Valley Power Plant was constructed along the Menomonee River in Milwaukee in 1968. Designed to generate 280 megawatts of electricity for the grid and supply steam for more than 300 customers in downtown Milwaukee, the plant fulfills a critical role — not only producing electricity and steam, but also providing voltage support for the downtown area.

Cogeneration — combined heat and power — is one of the most efficient methods of producing electricity and thermal energy from a single fuel source. At Valley Power Plant, electricity is generated by burning coal in a furnace to create heat. In a boiler, the heat converts water into steam, which drives a turbine that drives a generator to make electricity. Cogeneration occurs when a portion of the steam used to generate electricity is extracted from the turbine and distributed to Milwaukee downtown customers and businesses for space and water heating, laundry, sterilization processes, food processing and other purposes.

Heat and electricity generated at Valley Power Plant are reliable and efficient alternatives to heat provided by individual, on-site boilers.
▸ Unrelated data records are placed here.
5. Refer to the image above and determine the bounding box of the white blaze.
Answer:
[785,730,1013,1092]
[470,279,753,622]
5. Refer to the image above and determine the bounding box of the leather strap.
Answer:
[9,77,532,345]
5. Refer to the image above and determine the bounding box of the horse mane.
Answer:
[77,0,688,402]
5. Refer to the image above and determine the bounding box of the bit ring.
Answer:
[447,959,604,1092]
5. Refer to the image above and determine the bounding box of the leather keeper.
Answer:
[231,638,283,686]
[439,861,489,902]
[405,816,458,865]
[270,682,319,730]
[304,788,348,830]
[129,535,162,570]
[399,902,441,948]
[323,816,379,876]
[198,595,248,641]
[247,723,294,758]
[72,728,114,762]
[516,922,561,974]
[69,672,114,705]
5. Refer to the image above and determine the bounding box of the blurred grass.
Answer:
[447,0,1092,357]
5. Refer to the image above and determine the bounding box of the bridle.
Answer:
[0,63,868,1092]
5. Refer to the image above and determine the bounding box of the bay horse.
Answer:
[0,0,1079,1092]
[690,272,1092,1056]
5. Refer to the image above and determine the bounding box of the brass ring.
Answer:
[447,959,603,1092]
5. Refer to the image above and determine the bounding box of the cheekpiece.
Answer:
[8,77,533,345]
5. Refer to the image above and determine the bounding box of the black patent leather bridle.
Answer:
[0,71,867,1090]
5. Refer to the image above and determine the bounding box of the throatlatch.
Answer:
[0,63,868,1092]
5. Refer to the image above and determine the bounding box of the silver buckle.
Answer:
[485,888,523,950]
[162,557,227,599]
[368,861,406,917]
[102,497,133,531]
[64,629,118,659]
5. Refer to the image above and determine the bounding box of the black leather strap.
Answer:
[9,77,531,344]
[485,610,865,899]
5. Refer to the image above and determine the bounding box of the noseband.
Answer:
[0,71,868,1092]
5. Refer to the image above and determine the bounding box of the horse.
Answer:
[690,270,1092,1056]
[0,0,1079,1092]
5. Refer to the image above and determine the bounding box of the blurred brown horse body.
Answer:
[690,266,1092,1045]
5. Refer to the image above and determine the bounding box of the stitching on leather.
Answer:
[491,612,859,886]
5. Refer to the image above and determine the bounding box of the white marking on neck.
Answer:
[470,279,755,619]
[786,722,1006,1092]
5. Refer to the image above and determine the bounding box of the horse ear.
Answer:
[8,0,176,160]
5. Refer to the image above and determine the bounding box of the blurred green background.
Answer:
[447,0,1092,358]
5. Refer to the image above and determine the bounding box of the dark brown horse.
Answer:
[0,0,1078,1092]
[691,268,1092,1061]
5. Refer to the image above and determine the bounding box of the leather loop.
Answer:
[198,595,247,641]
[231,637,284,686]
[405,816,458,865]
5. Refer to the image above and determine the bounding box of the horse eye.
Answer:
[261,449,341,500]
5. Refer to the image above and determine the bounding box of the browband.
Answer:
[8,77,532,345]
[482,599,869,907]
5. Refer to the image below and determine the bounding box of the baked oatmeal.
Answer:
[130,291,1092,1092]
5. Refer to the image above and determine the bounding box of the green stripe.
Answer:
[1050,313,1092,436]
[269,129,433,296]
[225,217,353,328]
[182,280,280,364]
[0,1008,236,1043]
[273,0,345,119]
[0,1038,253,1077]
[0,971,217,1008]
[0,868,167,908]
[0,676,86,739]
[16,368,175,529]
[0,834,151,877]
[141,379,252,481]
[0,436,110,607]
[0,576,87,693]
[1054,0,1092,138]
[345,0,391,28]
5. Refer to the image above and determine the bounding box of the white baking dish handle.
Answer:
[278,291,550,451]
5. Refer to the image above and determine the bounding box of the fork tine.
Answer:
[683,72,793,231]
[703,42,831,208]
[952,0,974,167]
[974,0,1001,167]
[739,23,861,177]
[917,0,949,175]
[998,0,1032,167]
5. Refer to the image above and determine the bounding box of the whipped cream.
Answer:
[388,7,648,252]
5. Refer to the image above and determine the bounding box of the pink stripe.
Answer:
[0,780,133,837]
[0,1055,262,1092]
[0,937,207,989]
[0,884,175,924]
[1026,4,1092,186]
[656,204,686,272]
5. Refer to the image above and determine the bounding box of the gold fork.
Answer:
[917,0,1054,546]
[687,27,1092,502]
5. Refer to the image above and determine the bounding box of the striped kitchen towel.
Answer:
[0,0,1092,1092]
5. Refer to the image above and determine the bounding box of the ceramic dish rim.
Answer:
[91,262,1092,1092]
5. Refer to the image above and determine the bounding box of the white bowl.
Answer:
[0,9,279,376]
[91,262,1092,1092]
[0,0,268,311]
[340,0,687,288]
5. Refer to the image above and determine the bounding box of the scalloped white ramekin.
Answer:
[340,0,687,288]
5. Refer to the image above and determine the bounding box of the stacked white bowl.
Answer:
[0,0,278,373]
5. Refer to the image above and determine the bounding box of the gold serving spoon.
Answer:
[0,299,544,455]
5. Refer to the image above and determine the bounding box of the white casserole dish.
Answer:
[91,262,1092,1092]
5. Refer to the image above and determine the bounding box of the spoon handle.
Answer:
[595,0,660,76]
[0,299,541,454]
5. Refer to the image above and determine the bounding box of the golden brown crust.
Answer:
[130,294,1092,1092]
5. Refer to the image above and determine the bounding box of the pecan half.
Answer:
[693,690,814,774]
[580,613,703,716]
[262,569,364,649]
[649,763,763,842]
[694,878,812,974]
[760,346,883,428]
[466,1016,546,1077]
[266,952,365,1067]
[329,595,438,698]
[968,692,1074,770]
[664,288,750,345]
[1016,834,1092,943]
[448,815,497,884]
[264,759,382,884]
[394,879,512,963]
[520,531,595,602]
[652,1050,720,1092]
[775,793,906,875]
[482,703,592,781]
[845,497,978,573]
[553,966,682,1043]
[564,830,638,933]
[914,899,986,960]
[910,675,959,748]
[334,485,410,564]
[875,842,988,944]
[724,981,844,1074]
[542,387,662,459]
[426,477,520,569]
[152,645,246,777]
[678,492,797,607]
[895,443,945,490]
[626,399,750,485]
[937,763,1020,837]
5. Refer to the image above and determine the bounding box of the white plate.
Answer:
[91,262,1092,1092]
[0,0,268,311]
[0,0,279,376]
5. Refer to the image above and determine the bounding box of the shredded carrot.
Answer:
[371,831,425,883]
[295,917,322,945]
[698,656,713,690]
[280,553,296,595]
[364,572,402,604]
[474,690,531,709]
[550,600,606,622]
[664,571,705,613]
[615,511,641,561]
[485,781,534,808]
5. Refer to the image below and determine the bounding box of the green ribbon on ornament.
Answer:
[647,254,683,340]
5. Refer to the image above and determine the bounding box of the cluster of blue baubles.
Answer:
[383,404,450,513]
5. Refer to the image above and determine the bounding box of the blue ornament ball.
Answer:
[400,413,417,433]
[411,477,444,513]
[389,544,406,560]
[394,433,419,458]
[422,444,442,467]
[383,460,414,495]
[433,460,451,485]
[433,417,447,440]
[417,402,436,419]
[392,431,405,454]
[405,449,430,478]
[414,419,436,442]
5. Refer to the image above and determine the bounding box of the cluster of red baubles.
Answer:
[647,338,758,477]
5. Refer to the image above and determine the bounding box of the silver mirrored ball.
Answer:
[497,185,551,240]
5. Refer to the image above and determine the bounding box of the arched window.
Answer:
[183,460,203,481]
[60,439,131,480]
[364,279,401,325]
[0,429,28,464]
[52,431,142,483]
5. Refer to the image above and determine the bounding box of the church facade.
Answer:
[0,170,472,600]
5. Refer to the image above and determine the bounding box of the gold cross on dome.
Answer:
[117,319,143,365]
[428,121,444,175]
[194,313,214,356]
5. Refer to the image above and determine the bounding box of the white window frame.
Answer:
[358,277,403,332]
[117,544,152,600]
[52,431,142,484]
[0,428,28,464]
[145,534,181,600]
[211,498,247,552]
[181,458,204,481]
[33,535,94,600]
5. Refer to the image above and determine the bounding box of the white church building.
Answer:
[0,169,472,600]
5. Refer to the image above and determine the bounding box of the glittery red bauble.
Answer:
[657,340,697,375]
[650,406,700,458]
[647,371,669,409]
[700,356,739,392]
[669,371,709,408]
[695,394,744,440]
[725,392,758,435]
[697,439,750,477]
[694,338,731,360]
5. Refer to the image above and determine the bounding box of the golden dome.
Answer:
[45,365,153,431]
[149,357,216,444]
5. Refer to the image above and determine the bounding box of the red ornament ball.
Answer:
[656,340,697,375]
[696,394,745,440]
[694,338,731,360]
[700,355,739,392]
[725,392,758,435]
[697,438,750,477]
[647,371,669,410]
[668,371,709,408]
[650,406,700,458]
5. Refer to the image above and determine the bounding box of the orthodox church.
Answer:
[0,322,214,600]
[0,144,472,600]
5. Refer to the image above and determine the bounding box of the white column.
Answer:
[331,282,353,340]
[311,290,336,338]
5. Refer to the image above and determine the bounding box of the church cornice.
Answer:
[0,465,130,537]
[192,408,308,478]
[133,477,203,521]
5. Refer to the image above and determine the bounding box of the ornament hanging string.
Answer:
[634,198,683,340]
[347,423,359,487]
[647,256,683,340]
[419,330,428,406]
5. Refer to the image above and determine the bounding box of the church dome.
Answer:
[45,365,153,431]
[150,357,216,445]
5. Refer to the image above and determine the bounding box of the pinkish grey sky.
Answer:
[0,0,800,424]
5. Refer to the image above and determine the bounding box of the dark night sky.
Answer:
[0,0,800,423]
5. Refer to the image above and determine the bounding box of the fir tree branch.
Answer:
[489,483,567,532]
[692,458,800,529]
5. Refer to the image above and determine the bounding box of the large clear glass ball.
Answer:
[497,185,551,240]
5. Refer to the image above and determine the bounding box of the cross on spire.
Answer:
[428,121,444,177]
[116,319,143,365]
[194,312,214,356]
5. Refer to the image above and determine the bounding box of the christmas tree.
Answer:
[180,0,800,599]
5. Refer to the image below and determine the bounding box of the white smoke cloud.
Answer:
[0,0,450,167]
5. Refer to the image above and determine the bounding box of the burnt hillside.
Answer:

Steam is delivered through an underground distribution network that includes more than 18,000 linear feet of steam tunnels. The system is operated through an automatic system that controls the flow of steam and pressure on the system from the plant’s control room. This control room was the first on We Energies’ system constructed to handle all of the major plant operations and the district steam system.

Environmental commitment

We have a long-standing and proven track record of investing in a reliable and balanced energy portfolio that reduces our environmental impact and improves air quality in southeast Wisconsin. Since 2000, our system-wide emissions of sulfur dioxide, nitrogen oxide, particulate matter and mercury have been reduced by more than 80 percent.

Over the past decade, Valley Power Plant emissions have decreased significantly, including a 65 percent reduction in sulfur dioxide emissions. In October 2010, the U.S. Environmental Protection Agency commented on the air quality improvements, noting that the community monitor closest to the Valley plant – the 16th Street Community Health Center monitor – has the lowest monitored ozone levels in southeast Wisconsin. Converting the plant’s fuel source from coal to natural gas will further enhance its environmental performance.

Conversion to natural gas

In August 2012, we announced plans to convert Valley Power Plant’s fuel source from coal to natural gas to help reduce operating costs and enhance environmental performance. Estimates indicate the conversion will result in about a 1 percent decrease in electric rates and up to a 7-8 percent increase in steam rates.

We filed applications on April 26, 2013, with the Public Service Commission of Wisconsin (PSCW) for approval to convert the fuel source to natural gas and upgrade the natural gas infrastructure near the facility. On March 17, 2014, the PSCW issued a Certificate of Authority approving the project.

The plant's electric capacity is expected to remain 280 megawatts. Switching fuel sources required converting the existing boilers from coal to natural gas. Boiler conversion entailed removing the existing coal burning equipment, installing natural gas piping and burners, and modifying the combustion controls. The project also required modifying or replacing auxiliary systems, equipment and plant controls.